Eventually, in October 1925, Bloye explains that the chapel acquired an organ “hand-made by a man at Gorhambury Lodge” at a cost of £90. In typical Primitive Methodist, and, indeed, nonconformist style, the new organ was centrally located behind the pulpit, which meant that further internal alterations were necessary to accommodate it. As Bloye points out, it appears that at the same time as the organ was installed new curtains and communion table coverings were ordered, and electric light and a hot-water system were installed, paid for by a gift of £100 specifically for that purpose This whole arrangement lasted until major alterations to the interior and the exterior of the chapel were carried out in 1970.

“Modernisation”

At the time, the 1970 scheme was described as “modernisation” of the premises; however, what it succeeded in doing was to alter fundamentally both the interior and the exterior of the building. Internally, all fixtures and fittings were lost and a false roof was installed, the latter altering the proportions of the worship area, removing all trace of the chapel’s original design. Externally, the whole of the 1899 porch and front elevation of the chapel were removed. In their place was erected a single storey box-like front extension with a flat roof, completely at odds with, and totally obscuring, the original chapel behind. The original front gable was replaced with vertical glazing across almost the full width of the elevation, with a pitched roof set at a jaunty angle that does not match that on the rest of the building. Although the original design of the 1865 chapel can still be seen in the side elevations, its public face certainly does not do justice to the building’s heritage as the oldest Primitive Methodist chapel in Hertfordshire that is still in use as a Methodist church.

References

  • Valerie Bloye, A history of Southdown Methodist Church, Harpenden, celebrating the Church’s life from 1865 to 2000 (2000).
  • Frederick Davis, History of Luton with its Hamlets Etc (1874).
  • Kelly’s Directory of Hertfordshire 1890, p.751.
  • See also Harpenden PM Chapel on the My Primitive Methodist Ancestors web site [http://www.myprimitivemethodists.org.uk]

Comments about this page

  • Thank you, David. I attended this Methodist church as a child and then teenager in the 1960’s. My parents would always give me a thrupenny bit to put in the collection plate. Back in those days even younger children dressed up for church, usually a sports jacket and tie. Part way through the service, we would troop across the street to Sunday School in either the tin-roof old church or the brick addition on the back of it. I can remember passing a number of scripture exams.

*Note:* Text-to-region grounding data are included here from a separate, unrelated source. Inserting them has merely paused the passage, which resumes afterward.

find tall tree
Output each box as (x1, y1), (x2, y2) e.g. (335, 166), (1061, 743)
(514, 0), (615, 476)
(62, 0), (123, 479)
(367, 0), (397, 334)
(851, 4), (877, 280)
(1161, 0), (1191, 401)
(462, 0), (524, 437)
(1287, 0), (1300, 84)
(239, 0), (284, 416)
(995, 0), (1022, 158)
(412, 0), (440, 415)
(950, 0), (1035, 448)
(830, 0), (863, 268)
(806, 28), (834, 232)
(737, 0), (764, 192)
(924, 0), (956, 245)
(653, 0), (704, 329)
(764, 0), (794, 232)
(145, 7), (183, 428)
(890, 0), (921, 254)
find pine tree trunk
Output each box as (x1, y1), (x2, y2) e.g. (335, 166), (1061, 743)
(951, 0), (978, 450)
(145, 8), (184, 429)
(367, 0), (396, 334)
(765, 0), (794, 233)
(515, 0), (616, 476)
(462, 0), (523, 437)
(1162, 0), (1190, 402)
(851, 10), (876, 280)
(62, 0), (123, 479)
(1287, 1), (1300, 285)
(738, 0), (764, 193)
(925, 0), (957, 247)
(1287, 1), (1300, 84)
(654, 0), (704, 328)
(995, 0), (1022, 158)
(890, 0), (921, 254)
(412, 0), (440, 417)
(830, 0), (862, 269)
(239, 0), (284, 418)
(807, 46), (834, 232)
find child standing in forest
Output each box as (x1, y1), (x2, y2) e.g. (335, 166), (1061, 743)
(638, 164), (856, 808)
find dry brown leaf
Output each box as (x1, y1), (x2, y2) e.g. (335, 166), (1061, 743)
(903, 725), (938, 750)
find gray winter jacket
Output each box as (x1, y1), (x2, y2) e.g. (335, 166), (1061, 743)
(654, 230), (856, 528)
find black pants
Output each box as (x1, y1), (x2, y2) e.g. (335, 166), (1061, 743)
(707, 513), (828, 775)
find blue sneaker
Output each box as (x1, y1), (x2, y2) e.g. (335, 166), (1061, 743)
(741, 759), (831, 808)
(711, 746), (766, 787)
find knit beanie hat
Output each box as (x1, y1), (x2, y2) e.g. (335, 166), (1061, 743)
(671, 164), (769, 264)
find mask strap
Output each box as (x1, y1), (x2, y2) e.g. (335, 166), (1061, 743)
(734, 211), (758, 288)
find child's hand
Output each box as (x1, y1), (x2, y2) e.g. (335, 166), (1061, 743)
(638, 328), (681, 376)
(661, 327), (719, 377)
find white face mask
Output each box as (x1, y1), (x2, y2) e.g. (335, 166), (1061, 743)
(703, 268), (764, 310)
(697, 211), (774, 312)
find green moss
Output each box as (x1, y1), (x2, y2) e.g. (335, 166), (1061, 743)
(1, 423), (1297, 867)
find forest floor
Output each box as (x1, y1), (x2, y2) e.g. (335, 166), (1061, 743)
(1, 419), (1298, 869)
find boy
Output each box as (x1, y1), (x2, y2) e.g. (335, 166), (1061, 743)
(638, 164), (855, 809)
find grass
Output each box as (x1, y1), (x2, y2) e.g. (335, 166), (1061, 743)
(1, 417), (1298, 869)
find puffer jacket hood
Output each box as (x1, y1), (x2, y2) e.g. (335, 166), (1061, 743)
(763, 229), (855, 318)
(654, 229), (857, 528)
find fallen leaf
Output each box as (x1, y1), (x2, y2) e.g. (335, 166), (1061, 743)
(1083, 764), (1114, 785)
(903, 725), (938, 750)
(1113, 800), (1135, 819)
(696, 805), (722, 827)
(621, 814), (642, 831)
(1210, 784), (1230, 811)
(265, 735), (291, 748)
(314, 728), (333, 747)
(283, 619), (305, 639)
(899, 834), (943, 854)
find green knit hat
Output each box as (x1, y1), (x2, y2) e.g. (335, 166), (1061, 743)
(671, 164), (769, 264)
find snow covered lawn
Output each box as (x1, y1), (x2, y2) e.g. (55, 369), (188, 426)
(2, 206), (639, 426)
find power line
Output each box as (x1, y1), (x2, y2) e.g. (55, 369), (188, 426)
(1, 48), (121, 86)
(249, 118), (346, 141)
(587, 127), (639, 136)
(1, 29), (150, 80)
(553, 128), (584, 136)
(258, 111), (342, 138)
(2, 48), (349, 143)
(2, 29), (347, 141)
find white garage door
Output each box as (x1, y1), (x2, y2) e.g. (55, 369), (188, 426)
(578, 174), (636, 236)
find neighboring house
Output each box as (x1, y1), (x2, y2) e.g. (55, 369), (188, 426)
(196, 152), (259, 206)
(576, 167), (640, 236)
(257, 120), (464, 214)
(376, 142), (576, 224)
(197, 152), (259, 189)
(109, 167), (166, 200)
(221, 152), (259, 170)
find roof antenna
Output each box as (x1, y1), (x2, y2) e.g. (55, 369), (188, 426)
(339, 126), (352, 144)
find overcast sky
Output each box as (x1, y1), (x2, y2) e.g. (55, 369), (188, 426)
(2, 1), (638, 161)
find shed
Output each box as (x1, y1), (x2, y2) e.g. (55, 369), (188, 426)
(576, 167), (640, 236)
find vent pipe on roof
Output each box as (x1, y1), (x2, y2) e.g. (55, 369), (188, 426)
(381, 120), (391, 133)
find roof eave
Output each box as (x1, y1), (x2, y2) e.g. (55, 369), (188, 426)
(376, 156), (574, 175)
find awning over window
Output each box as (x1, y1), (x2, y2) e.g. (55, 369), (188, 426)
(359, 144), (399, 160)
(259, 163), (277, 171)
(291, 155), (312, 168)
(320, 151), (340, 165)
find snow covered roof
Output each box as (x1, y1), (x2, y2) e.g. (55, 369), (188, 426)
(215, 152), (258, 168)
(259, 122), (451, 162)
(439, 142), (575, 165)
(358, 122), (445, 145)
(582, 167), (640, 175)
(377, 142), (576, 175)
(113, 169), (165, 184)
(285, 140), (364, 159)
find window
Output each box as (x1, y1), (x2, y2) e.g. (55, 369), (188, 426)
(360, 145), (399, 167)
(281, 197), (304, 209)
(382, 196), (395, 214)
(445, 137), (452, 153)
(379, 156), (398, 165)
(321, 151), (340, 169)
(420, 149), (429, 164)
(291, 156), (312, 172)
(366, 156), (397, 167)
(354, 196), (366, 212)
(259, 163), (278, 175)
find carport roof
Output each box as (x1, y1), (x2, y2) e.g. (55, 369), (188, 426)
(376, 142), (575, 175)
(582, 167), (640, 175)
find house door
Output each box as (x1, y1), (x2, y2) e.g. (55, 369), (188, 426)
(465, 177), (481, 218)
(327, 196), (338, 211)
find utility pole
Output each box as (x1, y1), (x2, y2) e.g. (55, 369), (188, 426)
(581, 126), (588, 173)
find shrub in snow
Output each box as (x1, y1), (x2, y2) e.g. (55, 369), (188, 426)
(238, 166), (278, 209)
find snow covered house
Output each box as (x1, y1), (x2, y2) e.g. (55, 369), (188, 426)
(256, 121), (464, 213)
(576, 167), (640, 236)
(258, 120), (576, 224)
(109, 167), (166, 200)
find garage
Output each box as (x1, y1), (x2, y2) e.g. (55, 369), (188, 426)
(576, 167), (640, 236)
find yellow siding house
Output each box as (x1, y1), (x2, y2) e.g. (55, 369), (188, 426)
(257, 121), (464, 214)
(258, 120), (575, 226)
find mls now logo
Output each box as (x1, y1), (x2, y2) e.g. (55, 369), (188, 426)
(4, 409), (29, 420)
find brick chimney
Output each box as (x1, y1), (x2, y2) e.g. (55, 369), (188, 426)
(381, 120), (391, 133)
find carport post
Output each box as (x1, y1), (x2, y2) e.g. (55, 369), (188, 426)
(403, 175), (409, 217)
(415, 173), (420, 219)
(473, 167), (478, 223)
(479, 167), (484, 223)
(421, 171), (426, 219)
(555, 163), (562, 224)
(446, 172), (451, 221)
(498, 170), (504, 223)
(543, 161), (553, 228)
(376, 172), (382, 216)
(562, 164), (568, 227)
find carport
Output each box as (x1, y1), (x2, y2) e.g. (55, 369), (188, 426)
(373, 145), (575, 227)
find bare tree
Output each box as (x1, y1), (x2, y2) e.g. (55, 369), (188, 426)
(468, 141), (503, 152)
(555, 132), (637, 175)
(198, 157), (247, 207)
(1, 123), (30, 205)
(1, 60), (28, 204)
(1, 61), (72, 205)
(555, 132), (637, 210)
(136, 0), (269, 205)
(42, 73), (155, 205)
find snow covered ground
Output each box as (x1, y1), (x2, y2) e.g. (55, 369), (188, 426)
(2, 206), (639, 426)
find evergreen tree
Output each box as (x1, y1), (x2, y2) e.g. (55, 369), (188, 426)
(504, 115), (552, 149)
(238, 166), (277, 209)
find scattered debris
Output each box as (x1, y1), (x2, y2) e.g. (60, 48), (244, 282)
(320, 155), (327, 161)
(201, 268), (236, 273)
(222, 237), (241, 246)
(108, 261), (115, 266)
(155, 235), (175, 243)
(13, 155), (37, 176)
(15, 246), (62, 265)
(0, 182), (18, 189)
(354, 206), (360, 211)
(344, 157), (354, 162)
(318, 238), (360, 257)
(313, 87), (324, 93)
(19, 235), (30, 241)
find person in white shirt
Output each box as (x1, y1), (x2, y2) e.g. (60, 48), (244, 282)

Around 1970, Paul and Glenda Davis organised a Sunday evening meeting for older teenagers at the church that was called SEYG (Sunday Evening Youth Group), usually held at their home in Highfield Avenue. I have fond memories of the Southdown Methodist Church.

    By Jeremy M Winkworth (29/10/2021)
  • Many thanks, David, for an excellent article. I have fond memories about the church but only from 1962 to 1965 when I attended services there and was an assistant scout master with the 10th Harpenden at the church.